European Banks Pay for Their Sins

Legal costs keep climbing as regulators crack down

Bad behavior can be expensive. Since September 2008, the 18 European banks with the highest litigation expenses have set aside or paid out more than $77 billion, five times their combined profit last year, according to data compiled by Bloomberg. And the total is probably higher, because many settlements aren’t public. “Banks aggressively followed a very, very return-oriented business model before the crisis,” says Martin Hellmich, a professor of risk management and regulation at the Frankfurt School of Finance & Management. “Now they’re paying for the past with settlements and fines.”

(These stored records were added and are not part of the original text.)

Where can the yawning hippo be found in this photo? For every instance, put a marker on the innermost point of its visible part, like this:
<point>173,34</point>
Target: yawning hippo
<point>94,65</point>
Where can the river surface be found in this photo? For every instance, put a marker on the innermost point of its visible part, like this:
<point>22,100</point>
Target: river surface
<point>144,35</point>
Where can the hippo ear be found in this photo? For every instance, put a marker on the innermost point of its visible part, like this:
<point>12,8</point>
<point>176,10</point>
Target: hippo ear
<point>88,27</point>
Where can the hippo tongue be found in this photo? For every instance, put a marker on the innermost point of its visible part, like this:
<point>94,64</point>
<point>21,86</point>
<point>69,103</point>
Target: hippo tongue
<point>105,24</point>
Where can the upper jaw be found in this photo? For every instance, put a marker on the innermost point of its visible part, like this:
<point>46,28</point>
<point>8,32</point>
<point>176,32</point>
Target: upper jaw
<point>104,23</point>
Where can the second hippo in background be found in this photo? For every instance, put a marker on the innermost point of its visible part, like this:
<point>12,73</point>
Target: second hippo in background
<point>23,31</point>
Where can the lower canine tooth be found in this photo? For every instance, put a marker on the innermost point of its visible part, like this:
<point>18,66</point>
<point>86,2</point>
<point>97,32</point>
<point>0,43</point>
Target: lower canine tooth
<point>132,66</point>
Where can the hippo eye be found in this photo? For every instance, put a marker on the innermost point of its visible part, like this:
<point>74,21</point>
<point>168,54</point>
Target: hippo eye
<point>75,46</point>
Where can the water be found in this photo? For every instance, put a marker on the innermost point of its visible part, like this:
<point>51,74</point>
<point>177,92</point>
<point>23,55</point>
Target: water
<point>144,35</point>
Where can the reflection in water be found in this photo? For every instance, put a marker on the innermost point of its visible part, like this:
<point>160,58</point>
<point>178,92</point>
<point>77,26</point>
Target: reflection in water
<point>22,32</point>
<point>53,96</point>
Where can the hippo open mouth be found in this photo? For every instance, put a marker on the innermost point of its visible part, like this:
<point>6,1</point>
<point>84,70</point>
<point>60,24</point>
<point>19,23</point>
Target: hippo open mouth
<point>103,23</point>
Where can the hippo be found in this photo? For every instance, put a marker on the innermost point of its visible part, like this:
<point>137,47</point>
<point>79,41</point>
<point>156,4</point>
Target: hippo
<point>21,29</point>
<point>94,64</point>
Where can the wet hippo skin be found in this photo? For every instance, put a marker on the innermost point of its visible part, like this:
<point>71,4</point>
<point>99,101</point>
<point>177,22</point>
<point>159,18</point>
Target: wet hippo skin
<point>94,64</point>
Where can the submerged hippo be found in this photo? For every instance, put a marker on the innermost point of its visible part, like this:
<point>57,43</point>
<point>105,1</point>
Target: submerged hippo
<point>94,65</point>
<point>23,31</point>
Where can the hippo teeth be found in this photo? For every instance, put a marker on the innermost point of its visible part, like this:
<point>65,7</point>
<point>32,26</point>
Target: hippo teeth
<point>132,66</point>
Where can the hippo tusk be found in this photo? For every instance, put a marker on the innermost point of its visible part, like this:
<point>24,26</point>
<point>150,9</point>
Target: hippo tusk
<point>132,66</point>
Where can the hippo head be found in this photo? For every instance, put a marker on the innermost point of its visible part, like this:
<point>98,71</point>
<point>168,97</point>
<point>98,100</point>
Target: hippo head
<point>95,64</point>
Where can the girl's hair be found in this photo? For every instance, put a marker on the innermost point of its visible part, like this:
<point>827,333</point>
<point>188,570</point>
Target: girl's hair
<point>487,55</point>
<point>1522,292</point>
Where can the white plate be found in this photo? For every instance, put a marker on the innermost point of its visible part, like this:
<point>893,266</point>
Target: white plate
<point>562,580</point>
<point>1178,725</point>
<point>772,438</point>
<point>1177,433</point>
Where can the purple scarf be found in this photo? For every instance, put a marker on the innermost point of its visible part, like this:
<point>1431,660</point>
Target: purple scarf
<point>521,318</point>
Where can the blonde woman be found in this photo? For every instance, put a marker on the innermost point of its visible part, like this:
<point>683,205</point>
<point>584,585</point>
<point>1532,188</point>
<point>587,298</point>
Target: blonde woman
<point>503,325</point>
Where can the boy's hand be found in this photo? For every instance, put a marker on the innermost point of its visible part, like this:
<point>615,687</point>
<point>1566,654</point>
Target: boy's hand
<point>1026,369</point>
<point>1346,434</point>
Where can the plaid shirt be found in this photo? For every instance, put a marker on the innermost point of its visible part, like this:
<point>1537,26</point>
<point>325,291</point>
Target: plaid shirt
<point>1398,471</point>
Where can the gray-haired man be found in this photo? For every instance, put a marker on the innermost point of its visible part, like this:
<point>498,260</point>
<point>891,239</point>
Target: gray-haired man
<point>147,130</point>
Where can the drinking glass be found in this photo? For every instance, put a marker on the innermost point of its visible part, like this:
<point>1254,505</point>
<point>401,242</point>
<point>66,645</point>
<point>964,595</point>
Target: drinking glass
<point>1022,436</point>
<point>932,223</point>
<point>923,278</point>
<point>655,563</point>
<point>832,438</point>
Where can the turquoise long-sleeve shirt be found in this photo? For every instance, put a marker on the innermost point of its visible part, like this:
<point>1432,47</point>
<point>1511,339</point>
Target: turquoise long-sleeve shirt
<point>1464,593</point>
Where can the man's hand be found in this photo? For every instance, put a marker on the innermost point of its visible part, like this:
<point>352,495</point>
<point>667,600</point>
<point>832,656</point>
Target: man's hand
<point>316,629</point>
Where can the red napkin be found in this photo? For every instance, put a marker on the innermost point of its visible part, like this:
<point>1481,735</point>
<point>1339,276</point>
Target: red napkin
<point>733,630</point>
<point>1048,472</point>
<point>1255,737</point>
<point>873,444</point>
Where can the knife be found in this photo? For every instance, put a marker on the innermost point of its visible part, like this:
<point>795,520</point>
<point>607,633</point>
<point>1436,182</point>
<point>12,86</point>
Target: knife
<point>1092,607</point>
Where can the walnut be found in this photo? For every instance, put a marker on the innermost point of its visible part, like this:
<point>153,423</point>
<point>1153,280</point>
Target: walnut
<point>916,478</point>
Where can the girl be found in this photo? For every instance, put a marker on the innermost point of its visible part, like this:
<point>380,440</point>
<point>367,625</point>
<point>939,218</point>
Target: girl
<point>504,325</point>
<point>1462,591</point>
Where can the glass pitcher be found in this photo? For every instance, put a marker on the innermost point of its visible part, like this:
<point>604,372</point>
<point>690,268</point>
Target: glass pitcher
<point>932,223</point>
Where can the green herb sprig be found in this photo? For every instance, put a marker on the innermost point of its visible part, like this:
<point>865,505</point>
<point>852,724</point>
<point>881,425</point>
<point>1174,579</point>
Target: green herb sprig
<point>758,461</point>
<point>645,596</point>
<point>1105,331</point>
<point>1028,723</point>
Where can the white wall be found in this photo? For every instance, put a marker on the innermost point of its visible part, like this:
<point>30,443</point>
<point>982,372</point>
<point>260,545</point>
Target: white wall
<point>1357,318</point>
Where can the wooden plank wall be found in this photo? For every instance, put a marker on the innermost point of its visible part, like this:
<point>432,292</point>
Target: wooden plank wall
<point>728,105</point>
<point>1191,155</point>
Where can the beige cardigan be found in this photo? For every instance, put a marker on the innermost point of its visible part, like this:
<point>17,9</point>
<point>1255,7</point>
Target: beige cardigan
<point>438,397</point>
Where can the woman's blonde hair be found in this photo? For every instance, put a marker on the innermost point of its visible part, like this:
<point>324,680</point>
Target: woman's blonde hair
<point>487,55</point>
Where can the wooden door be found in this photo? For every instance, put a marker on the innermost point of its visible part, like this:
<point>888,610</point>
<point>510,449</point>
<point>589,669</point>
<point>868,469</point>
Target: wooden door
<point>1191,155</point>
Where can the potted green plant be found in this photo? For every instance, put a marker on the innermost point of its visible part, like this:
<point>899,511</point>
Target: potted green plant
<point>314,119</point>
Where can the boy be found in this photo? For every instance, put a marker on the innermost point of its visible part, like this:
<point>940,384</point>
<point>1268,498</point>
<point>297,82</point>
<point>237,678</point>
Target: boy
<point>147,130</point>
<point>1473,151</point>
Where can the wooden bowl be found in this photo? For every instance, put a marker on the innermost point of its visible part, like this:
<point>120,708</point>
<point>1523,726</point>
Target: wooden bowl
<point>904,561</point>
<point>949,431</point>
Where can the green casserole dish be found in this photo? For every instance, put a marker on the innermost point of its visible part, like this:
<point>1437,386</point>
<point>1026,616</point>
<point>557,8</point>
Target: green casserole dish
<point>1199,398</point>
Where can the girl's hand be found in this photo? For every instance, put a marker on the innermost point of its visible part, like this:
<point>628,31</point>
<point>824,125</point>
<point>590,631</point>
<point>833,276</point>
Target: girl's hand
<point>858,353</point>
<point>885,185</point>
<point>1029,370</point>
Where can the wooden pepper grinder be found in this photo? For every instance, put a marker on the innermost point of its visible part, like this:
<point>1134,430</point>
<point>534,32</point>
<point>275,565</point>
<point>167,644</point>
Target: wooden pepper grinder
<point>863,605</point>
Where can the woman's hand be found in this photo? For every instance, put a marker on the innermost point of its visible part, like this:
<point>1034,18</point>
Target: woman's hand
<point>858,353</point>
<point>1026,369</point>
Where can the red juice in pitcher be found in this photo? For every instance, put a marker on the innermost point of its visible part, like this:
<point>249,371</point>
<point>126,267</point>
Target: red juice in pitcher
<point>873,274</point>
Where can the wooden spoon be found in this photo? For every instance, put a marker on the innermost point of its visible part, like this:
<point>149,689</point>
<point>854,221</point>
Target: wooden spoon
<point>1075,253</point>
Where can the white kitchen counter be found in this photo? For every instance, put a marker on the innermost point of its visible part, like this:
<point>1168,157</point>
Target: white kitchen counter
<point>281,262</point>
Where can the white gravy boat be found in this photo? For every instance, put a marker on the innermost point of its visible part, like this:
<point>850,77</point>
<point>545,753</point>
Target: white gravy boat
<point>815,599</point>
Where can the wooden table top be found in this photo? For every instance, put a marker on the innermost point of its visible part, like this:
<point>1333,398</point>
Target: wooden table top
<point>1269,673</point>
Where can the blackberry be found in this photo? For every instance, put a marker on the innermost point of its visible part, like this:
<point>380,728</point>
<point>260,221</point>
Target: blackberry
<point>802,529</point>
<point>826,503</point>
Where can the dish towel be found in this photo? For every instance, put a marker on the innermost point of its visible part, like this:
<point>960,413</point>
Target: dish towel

Regulators are citing European banks for infractions including helping some clients launder money and avoid taxes; selling bonds backed by faulty mortgages; failing to disclose the risk of products designed to protect buyers from interest rate swings; and manipulating market benchmarks. Since late 2008 the 18 banks paid at least $24.9 billion to settle lawsuits and probes, set aside $31.5 billion to compensate U.K. clients who were improperly sold products including mortgage insurance, and earmarked $20.9 billion for additional penalties. The expenses have hurt banks’ profits and slowed their efforts to build capital. Future penalties may prompt them to delay boosting dividends or buying back stock, analysts at Keefe, Bruyette & Woods wrote in a November report to clients.